Corelab Seminar

Panagiotis Cheilaris (Ben Gurion University)
The potential to improve the choice

Given a hypergraph H=(V,E), a vertex coloring C:V->IN is said to be unique-maximum (um for short) if for every hyperedge S in E, the maximum color occurring in S, i.e. max{C(v)|v in S}, occurs in exactly one vertex of S. Um-coloring has several applications, e.g., in frequency assignment in cellular networks.

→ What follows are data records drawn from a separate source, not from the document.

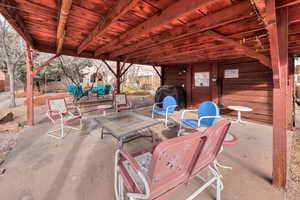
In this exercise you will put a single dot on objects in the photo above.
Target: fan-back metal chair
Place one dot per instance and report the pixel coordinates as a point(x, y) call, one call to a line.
point(208, 115)
point(155, 174)
point(59, 113)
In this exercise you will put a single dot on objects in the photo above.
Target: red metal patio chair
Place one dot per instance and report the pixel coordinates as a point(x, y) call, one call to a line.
point(59, 113)
point(153, 175)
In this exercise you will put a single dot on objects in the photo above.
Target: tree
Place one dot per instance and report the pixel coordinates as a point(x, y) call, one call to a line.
point(12, 53)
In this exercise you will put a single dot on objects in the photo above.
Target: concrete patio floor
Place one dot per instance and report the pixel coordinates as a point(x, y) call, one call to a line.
point(80, 167)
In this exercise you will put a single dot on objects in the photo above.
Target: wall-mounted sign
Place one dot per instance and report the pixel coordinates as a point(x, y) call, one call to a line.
point(201, 79)
point(231, 73)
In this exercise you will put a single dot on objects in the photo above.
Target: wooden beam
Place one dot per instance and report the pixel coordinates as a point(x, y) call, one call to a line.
point(292, 3)
point(61, 27)
point(39, 68)
point(118, 81)
point(29, 87)
point(109, 67)
point(157, 71)
point(122, 73)
point(176, 10)
point(247, 51)
point(16, 21)
point(114, 14)
point(278, 36)
point(225, 16)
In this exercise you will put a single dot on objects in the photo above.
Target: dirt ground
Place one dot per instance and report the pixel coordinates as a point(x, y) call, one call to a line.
point(80, 167)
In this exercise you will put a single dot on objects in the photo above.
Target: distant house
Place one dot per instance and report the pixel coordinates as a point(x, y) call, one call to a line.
point(4, 82)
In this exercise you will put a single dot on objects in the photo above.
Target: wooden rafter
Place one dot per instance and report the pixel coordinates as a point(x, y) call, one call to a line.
point(109, 67)
point(122, 7)
point(171, 13)
point(16, 21)
point(225, 16)
point(39, 68)
point(61, 27)
point(247, 51)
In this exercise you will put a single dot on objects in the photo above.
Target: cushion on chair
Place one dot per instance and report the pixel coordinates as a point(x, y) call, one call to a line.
point(162, 112)
point(169, 101)
point(143, 161)
point(192, 123)
point(208, 108)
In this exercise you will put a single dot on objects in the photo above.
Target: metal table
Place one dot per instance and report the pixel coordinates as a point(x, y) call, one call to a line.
point(124, 126)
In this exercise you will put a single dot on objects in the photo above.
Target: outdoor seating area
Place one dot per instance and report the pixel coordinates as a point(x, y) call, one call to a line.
point(150, 99)
point(82, 165)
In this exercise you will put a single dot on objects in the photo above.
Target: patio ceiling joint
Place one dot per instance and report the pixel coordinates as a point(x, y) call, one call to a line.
point(61, 27)
point(109, 67)
point(39, 68)
point(113, 15)
point(16, 20)
point(171, 13)
point(246, 50)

We study the list version of um-coloring. Given is a hypergraph H=(V,E) and a family L of |V| lists of colors, where each vertex in V is associated with a list. We denote the list associated with v by L(v). We say that hypergraph H admits a um-coloring from family L if there exists a um-coloring C such that C(v) in L(v). Intuitively, v can only be colored with colors from its list L(v). The minimum integer x such that "for any family L with |L(v)| >= x for every v in V, H admits a um-coloring from L" is called the um-choice number of H and is denoted by chum(H).

We prove that if a hypergraph H with n vertices is hereditarily k-colorable (in the classic non-monochromatic sense), where k is a constant, then chum(H) = O(logn) and this bound is asymptotically tight. The proof is constructive and uses a suitable potential function for constructing a um-coloring and analyzing the size of lists needed. As a corollary, we get algorithms for um-coloring hypergraphs induced by geometric shapes, given lists of logarithmic size.

Joint work with Shakhar Smorodinsky and Marek Sulovský.